Do Venture Capitalists Beat Random Allocation?
Max Sina Knicker, Jean-Philippe Bouchaud, Michael Benzaquen
TLDR
Venture capitalist portfolio outcomes are largely consistent with constrained random allocation, making it hard to prove aggregate skill.
Key contributions
- Introduces a constrained random benchmark to evaluate venture capital portfolio performance.
- Finds empirical VC portfolios are statistically indistinguishable from this random benchmark.
- Reveals no evidence that portfolio construction increases the probability of high-multiple outcomes.

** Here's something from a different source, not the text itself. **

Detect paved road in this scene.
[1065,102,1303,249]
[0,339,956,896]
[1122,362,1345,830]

- Shows even top-performing VC portfolios do not exceed expected outcomes under random sampling.
Why it matters
This paper challenges the conventional wisdom of aggregate skill in venture capital, suggesting outcomes are largely driven by luck. It provides a novel framework for evaluating investment performance in heavy-tailed environments. This research has significant implications for investors and fund managers assessing VC strategies.
Original Abstract
Venture capital outcomes are dominated by a small number of extreme successes, making it difficult to distinguish investor skill from favorable realizations in a highly skewed return distribution. We study this question by comparing empirical VC portfolios to a constrained random benchmark that preserves key portfolio characteristics, including timing, geography, sector composition, and portfolio size, while randomizing individual company selection. Across funding stages, empirical portfolio distributions appear remarkably close to their random benchmarks. We find no evidence that portfolio construction increases the probability of high-multiple outcomes: the right tail remains statistically indistinguishable from random allocation. Deviations in the lower part of the distribution are small and sensitive to the interpretation of zero outcomes, suggesting at most weak evidence of downside improvement. We further introduce a rank-based benchmark distribution to evaluate outperformance at each position in the cross-section. This analysis shows that even the best-performing portfolios do not exceed the outcomes expected for their rank under random sampling. Our results suggest that VC portfolio outcomes are largely consistent with constrained random allocation, highlighting the difficulty of identifying aggregate skill in heavy-tailed investment environments. A similar conclusion holds for the performance of financial analysts in predicting future earnings.